Talking to the PA news agency, one Virgin Media engineer said: “Virgin are still making us do brand new installs. Every engineer in the country is kicking off about it. Their point of view is that they’re following the government guidelines but they’re not. We’re giving someone a new service when they’ve already got broadband or a TV box with someone else. Normally people are only changing because they’re getting a better deal. We’re happy to do maintenance of course, as that’s outside work so isn’t a problem, we just don’t want to go inside people’s homes.”

Similar concerns have also been made by employees at Virgin Media call centres. Members of staff from a Virgin Media call centre near Manchester have raised concerns about the company putting their health at risk by asking them to continue working at the centre to carry out non-essential customer retention duties, tasks that staff believe could easily be automated.

Tragically, one of Virgin Media's employees from the call centre, who had been self-isolating with coronavirus symptoms, died. The death prompted the temporary closure of the office for a deep clean.

The call centre has also since informed employees that it would be offering homeworking options. On March 20, the UK chancellor, Rishi Sunak, announced the state would pay grants to businesses to cover 80 percent of the salary of workers if companies kept them on their payroll, rather than laying them off as the economy slows due to the COVID-19 outbreak.

For many people working in sales environments, and whose salaries are only made respectable by the commissions they earn, the prospect of not going into work and only receiving a portion of their basic pay amid the crisis is daunting, despite the associated risks to health while working in confined spaces like call centres.

As one Virgin Media employee who works in sales, and preferred not to be named, told Occupy: “It’s stressful trying to decide whether to stay at home on 80 percent of my basic wage – which is probably less than half my overall monthly salary – or go to work and hope to be paid my usual commissioned pay.

“I’m pleased they’re now offering homeworking.
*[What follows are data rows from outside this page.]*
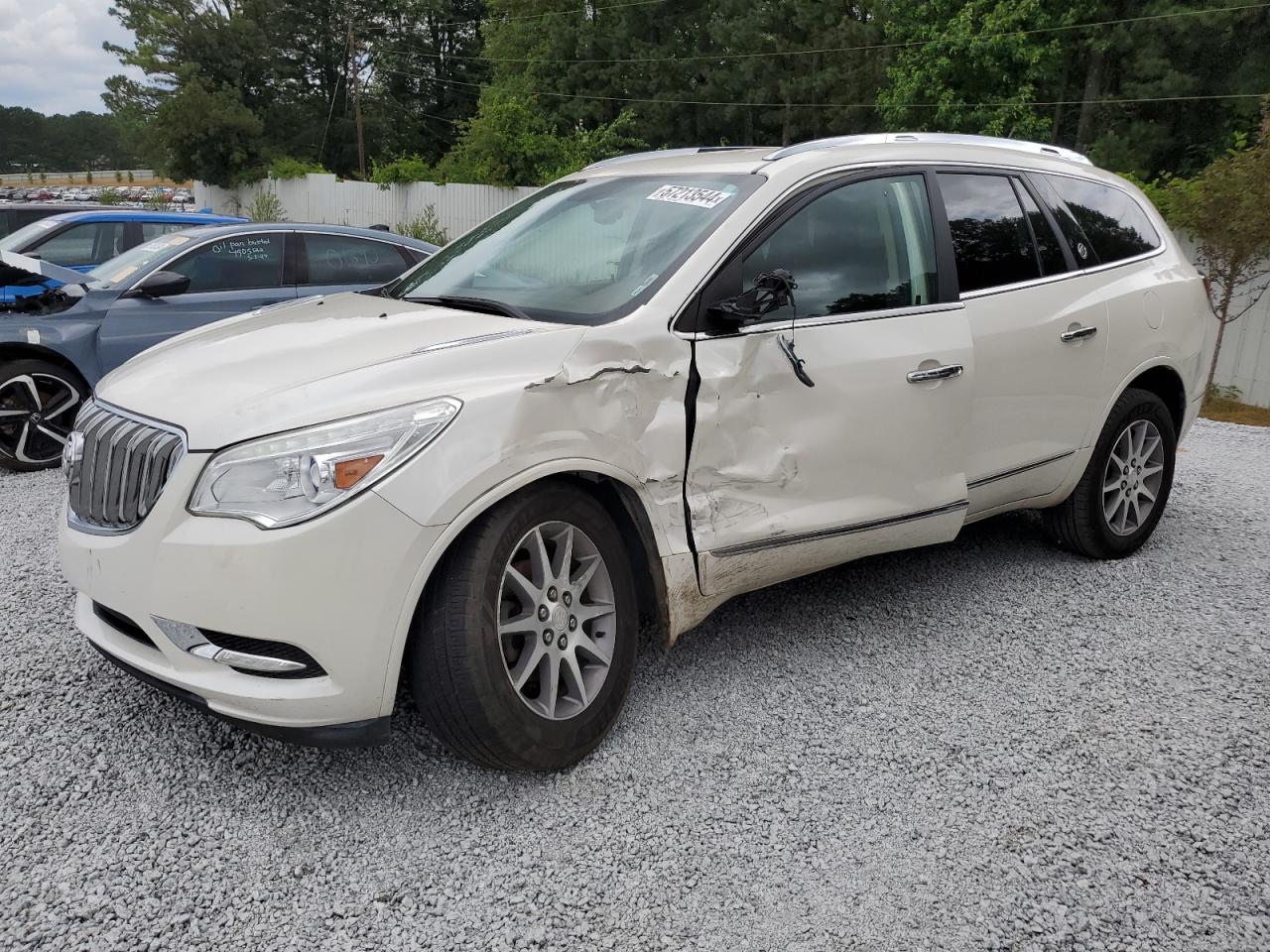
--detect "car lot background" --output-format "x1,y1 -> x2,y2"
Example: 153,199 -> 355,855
0,420 -> 1270,952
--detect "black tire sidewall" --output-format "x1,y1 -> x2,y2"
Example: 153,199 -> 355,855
0,358 -> 89,472
416,484 -> 639,771
1083,390 -> 1178,558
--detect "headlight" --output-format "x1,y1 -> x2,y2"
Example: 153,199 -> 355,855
190,398 -> 462,530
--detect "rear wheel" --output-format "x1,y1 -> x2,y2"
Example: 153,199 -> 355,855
1044,389 -> 1178,558
0,359 -> 87,472
410,481 -> 638,771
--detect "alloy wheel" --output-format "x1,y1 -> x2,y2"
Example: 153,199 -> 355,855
1102,420 -> 1165,536
0,373 -> 83,466
498,522 -> 617,721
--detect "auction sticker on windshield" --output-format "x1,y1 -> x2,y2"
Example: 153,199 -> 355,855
648,185 -> 731,208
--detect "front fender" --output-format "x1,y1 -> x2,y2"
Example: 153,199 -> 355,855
0,313 -> 101,387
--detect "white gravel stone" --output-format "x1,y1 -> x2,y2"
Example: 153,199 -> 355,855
0,421 -> 1270,952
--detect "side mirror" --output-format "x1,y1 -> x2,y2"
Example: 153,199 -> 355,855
707,268 -> 798,326
127,272 -> 190,298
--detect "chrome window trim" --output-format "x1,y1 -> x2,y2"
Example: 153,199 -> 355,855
707,499 -> 970,558
696,300 -> 965,340
961,245 -> 1167,300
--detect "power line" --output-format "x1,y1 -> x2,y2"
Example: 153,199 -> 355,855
363,0 -> 1270,63
370,67 -> 1270,109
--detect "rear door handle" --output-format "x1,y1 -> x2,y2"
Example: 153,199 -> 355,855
1058,327 -> 1098,344
908,363 -> 962,384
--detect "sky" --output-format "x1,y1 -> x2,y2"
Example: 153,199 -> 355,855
0,0 -> 144,114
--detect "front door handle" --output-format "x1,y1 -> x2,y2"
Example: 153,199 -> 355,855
1058,327 -> 1098,344
908,363 -> 962,384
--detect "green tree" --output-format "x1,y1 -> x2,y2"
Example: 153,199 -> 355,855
104,0 -> 485,180
155,71 -> 266,186
877,0 -> 1080,140
437,89 -> 645,185
1148,111 -> 1270,389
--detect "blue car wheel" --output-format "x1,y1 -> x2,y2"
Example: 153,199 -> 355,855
0,361 -> 87,472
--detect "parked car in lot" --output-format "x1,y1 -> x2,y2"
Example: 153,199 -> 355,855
60,133 -> 1212,770
0,223 -> 437,471
0,207 -> 246,303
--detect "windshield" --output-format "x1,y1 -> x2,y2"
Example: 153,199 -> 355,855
0,218 -> 63,251
87,231 -> 194,289
390,176 -> 763,323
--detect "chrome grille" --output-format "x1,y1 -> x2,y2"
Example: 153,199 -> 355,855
63,400 -> 186,532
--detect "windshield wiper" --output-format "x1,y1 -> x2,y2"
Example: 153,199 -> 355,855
405,295 -> 534,321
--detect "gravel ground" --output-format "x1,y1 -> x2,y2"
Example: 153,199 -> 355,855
0,421 -> 1270,952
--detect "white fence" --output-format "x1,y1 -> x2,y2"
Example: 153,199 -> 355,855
194,176 -> 1270,407
194,176 -> 537,239
1214,278 -> 1270,407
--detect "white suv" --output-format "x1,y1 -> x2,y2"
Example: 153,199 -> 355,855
61,133 -> 1214,770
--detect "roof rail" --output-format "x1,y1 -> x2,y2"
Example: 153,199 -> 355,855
583,146 -> 756,172
763,132 -> 1093,165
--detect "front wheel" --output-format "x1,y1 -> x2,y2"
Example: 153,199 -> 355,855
410,481 -> 638,771
1043,389 -> 1178,558
0,359 -> 87,472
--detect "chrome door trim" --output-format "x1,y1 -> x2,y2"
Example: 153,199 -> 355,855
966,449 -> 1076,489
671,300 -> 965,340
906,363 -> 965,384
706,499 -> 970,558
1058,325 -> 1098,344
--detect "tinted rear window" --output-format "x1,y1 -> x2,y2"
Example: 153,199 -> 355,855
1039,176 -> 1160,264
940,173 -> 1040,294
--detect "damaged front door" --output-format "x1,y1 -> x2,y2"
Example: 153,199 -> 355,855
686,172 -> 974,595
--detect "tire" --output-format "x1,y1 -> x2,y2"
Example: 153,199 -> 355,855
0,359 -> 89,472
409,481 -> 639,771
1042,387 -> 1178,558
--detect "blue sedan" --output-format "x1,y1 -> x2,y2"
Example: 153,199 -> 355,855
0,208 -> 246,302
0,223 -> 437,471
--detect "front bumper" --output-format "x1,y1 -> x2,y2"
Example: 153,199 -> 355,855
59,453 -> 442,745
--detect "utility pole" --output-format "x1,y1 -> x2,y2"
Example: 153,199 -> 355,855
348,22 -> 366,181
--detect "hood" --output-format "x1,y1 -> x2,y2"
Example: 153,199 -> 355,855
96,294 -> 585,450
0,251 -> 87,287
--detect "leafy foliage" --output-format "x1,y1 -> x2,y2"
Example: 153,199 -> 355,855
398,204 -> 449,245
877,0 -> 1080,139
437,89 -> 645,185
371,155 -> 437,189
269,155 -> 326,181
242,187 -> 287,221
1138,109 -> 1270,389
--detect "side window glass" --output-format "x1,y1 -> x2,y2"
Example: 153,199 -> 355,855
164,232 -> 285,294
1015,180 -> 1067,274
304,234 -> 405,285
940,174 -> 1040,294
33,221 -> 127,268
1043,176 -> 1160,264
742,176 -> 938,320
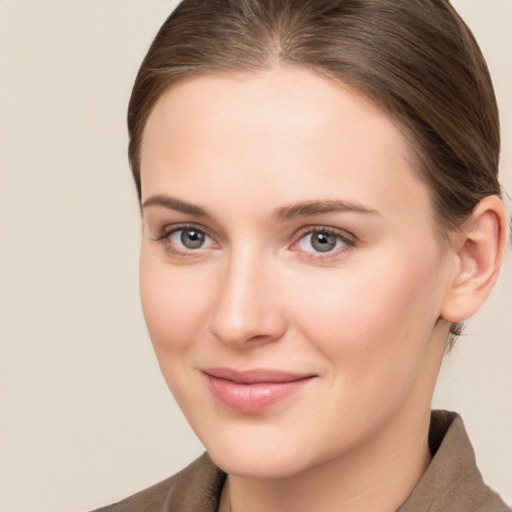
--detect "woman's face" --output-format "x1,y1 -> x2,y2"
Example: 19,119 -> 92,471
140,68 -> 451,477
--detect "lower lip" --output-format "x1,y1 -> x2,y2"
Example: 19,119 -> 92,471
205,374 -> 314,413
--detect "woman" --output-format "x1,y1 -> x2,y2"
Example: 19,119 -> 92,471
95,0 -> 508,512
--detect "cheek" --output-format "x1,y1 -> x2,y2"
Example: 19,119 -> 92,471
139,248 -> 209,359
290,254 -> 446,375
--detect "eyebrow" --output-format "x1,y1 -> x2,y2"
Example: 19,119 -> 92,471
142,194 -> 211,218
274,200 -> 380,222
142,194 -> 380,223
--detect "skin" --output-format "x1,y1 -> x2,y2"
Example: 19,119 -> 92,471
140,67 -> 503,512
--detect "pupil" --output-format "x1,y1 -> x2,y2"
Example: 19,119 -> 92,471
311,233 -> 336,252
181,229 -> 204,249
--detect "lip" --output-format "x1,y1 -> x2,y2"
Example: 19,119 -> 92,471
203,368 -> 316,413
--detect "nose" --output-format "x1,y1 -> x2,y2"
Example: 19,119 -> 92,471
209,250 -> 287,349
They should have done this weeks ago.”

As sales staff in call centres, offices and other business premises are forced to choose whether to keep going to work and risk their health but maintain livable earnings, or stay at home and try to live on significantly less, big businesses continue to pay out extortionate sums to shareholders.

News recently emerged that the retail giant Tesco was to pay out £900 million to shareholders, despite receiving a £585 million tax break from the government as part of the business rates holiday for the current financial year.

The move to hand out vast amounts of cash to investors has been called “aggressive,” and the government’s tax break for the company condemned as a “scandal.”

Such unfair conditions are creating a hostile backlash among many workers. As a member of staff from the luxury fashion retailer told the Manchester Evening News: “I work for a fashion retail store selling luxury items – this is not essential work. I have a young child and a partner who is severely asthmatic. She is very anxious about me being at work and I am worried about putting my family at risk.

“I feel my health and safety and wellbeing of my family is being overlooked for the sake of profit."